I get errors due to these missing values, as the values of my cost-function and gradient vector become NaN, when I try to perform logistic regression using the following Matlab code (from Andrew Ng's Coursera Machine Learning class) :
[m, n] = size(X);
X = [ones(m, 1) X];
initial_theta = ones(n+1, 1);
[cost, grad] = costFunction(initial_theta, X, y);
options = optimset('GradObj', 'on', 'MaxIter', 400);
[theta, cost] = ...
fminunc(#(t)(costFunction(t, X, y)), initial_theta, options);
Note: sigmoid and costfunction are working functions I created for overall ease of use.
The calculations can be performed smoothly if I replace all NaN values with 1 or 0. However I am not sure if that is the best way to deal with this issue, and I was also wondering what replacement value I should pick (in general) to get the best results for performing logistic regression with missing data. Are there any benefits/drawbacks to using a particular number (0 or 1 or something else) for replacing the said missing values in my data?
Note: I have also normalized all feature values to be in the range of 0-1.
Any insight on this issue will be highly appreciated. Thank you
As pointed out earlier, this is a generic problem people deal with regardless of the programming platform. It is called "missing data imputation".
Enforcing all missing values to a particular number certainly has drawbacks. Depending on the distribution of your data it can be drastic, for example, setting all missing values to 1 in a binary sparse data having more zeroes than ones.
Fortunately, MATLAB has a function called knnimpute that estimates a missing data point by its closest neighbor.
From my experience, I often found knnimpute useful. However, it may fall short when there are too many missing sites as in your data; the neighbors of a missing site may be incomplete as well, thereby leading to inaccurate estimation. Below, I figured out a walk-around solution to that; it begins with imputing the least incomplete columns, (optionally) imposing a safe predefined distance for the neighbors. I hope this helps.
function data = dnnimpute(data,distCutoff,option,distMetric)
% data = dnnimpute(data,distCutoff,option,distMetric)
%
% Distance-based nearest neighbor imputation that impose a distance
% cutoff to determine nearest neighbors, i.e., avoids those samples
% that are more distant than the distCutoff argument.
%
% Imputes missing data coded by "NaN" starting from the covarites
% (columns) with the least number of missing data.

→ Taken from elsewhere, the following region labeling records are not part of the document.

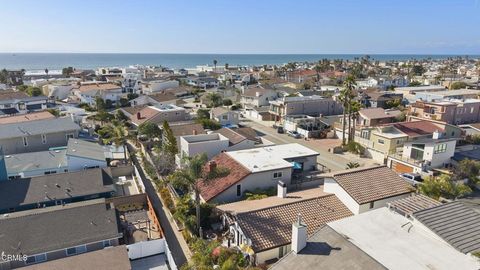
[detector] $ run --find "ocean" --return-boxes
[0,53,480,70]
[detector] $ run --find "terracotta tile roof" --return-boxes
[77,83,122,92]
[211,107,229,116]
[389,194,442,215]
[358,108,401,119]
[236,194,353,252]
[392,121,444,137]
[0,91,30,100]
[198,153,250,202]
[130,107,160,125]
[332,166,412,204]
[170,123,205,136]
[0,111,55,124]
[148,91,177,102]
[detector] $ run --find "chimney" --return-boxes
[277,181,287,198]
[292,214,307,254]
[208,160,217,172]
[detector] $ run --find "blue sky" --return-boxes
[0,0,480,54]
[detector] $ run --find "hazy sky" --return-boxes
[0,0,480,54]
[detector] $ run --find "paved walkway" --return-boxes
[128,145,191,268]
[242,118,376,171]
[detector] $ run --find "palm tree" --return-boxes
[213,59,218,73]
[340,75,357,145]
[348,100,362,142]
[169,153,229,237]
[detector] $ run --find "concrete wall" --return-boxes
[0,130,78,155]
[211,168,292,203]
[323,178,360,215]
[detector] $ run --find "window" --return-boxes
[103,240,112,248]
[433,143,447,154]
[66,245,87,256]
[25,253,47,264]
[237,185,242,197]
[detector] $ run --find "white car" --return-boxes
[400,173,423,187]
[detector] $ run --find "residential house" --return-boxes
[0,168,116,213]
[199,143,320,203]
[366,91,403,109]
[408,99,480,125]
[129,104,187,126]
[270,96,343,122]
[0,90,48,117]
[322,207,480,270]
[0,117,80,155]
[270,226,387,270]
[218,185,352,265]
[210,107,240,127]
[179,128,261,159]
[72,82,127,106]
[356,108,401,127]
[415,89,480,102]
[240,86,277,107]
[140,79,180,95]
[394,85,447,102]
[0,199,123,269]
[323,166,412,214]
[387,131,457,174]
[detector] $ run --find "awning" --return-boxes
[291,161,302,170]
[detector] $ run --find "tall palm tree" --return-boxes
[340,74,357,145]
[169,153,229,237]
[213,59,218,73]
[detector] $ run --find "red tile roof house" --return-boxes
[199,143,320,203]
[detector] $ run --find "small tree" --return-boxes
[162,121,178,156]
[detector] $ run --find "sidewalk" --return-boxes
[128,144,192,267]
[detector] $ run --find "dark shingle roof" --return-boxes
[0,199,121,255]
[236,194,352,252]
[270,225,387,270]
[413,202,480,253]
[0,117,80,139]
[0,169,114,209]
[333,166,412,204]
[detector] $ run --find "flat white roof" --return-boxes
[328,207,480,270]
[227,143,319,172]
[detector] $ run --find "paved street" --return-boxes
[128,145,187,267]
[242,119,375,171]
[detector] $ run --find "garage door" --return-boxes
[392,160,413,173]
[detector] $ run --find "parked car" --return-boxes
[287,130,301,139]
[400,173,423,187]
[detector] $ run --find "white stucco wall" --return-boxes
[211,168,292,203]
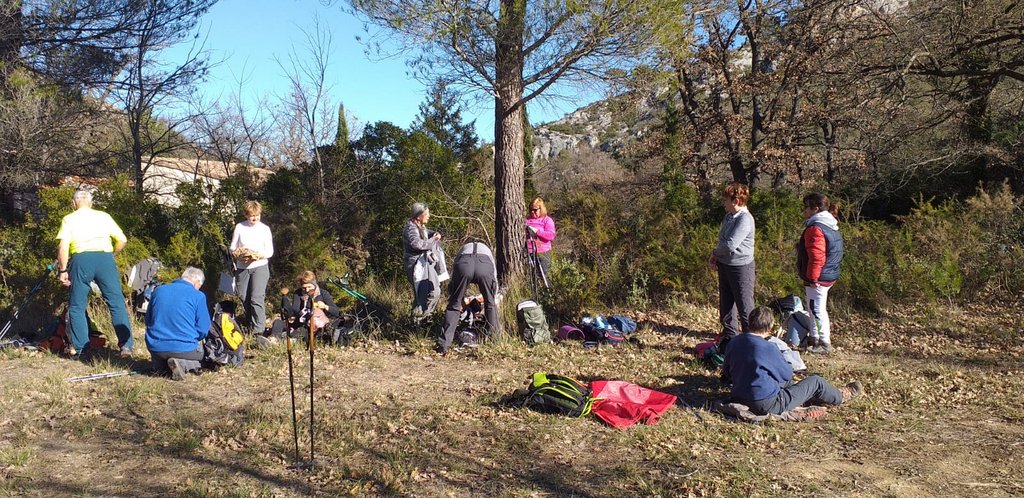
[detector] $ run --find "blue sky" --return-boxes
[164,0,588,141]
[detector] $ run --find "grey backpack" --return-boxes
[515,299,551,344]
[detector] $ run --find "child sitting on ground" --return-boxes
[722,306,863,415]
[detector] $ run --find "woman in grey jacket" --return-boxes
[401,202,449,321]
[708,182,754,350]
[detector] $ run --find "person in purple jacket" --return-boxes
[526,198,555,278]
[722,306,863,415]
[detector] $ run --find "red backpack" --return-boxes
[39,308,106,355]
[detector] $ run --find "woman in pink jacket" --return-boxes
[526,198,555,278]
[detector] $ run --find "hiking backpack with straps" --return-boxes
[520,372,594,417]
[203,301,245,366]
[516,299,551,345]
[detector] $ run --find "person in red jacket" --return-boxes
[797,193,843,355]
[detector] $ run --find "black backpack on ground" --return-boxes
[513,372,594,417]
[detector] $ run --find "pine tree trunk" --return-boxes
[495,0,526,282]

Then it continues by
% including more (complete) covariates in the calculation of pair-wise
% distances.
%
% option,
% 'median' - Median of the nearest neighboring values
% 'weighted' - Weighted average of the nearest neighboring values
% 'default' - Unweighted average of the nearest neighboring values
%
% distMetric,
% 'euclidean' - Euclidean distance (default)

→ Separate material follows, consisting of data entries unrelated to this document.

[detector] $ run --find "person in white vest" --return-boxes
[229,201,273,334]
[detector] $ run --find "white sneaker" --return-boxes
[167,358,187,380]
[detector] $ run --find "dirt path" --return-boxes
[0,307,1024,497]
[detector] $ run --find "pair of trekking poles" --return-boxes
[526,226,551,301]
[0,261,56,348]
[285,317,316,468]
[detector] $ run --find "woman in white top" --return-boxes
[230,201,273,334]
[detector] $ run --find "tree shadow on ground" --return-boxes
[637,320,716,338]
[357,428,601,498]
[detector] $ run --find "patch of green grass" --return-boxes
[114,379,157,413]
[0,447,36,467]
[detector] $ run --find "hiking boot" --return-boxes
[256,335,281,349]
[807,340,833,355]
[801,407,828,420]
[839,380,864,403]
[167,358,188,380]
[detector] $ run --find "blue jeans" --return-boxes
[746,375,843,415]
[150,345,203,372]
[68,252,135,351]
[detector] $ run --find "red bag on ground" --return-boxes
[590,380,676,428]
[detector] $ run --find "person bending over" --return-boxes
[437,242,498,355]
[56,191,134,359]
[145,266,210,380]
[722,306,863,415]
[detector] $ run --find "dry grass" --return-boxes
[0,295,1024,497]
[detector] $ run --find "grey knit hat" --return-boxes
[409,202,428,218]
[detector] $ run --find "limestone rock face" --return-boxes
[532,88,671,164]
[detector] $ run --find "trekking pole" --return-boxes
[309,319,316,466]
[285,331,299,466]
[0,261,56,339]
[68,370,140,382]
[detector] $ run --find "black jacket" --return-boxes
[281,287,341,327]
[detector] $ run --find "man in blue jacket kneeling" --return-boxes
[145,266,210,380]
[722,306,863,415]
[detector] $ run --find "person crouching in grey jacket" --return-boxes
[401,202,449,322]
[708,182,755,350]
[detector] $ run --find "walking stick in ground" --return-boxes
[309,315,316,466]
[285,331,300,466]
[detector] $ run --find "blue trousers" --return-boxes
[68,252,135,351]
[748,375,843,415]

% 'seuclidean' - Standardized Euclidean distance. Each coordinate
% difference between rows in X is scaled by dividing
% by the corresponding element of the standard
% deviation S=NANSTD(X). To specify another value for
% S, use D=pdist(X,'seuclidean',S).
% 'cityblock' - City Block distance
% 'minkowski' - Minkowski distance. The default exponent is 2. To
% specify a different exponent, use
% D = pdist(X,'minkowski',P), where the exponent P is
% a scalar positive value.
% 'chebychev' - Chebychev distance (maximum coordinate difference)
% 'mahalanobis' - Mahalanobis distance, using the sample covariance
% of X as computed by NANCOV. To compute the distance
% with a different covariance, use
% D = pdist(X,'mahalanobis',C), where the matrix C
% is symmetric and positive definite.
% 'cosine' - One minus the cosine of the included angle
% between observations (treated as vectors)
% 'correlation' - One minus the sample linear correlation between
% observations (treated as sequences of values).
% 'spearman' - One minus the sample Spearman's rank correlation
% between observations (treated as sequences of values).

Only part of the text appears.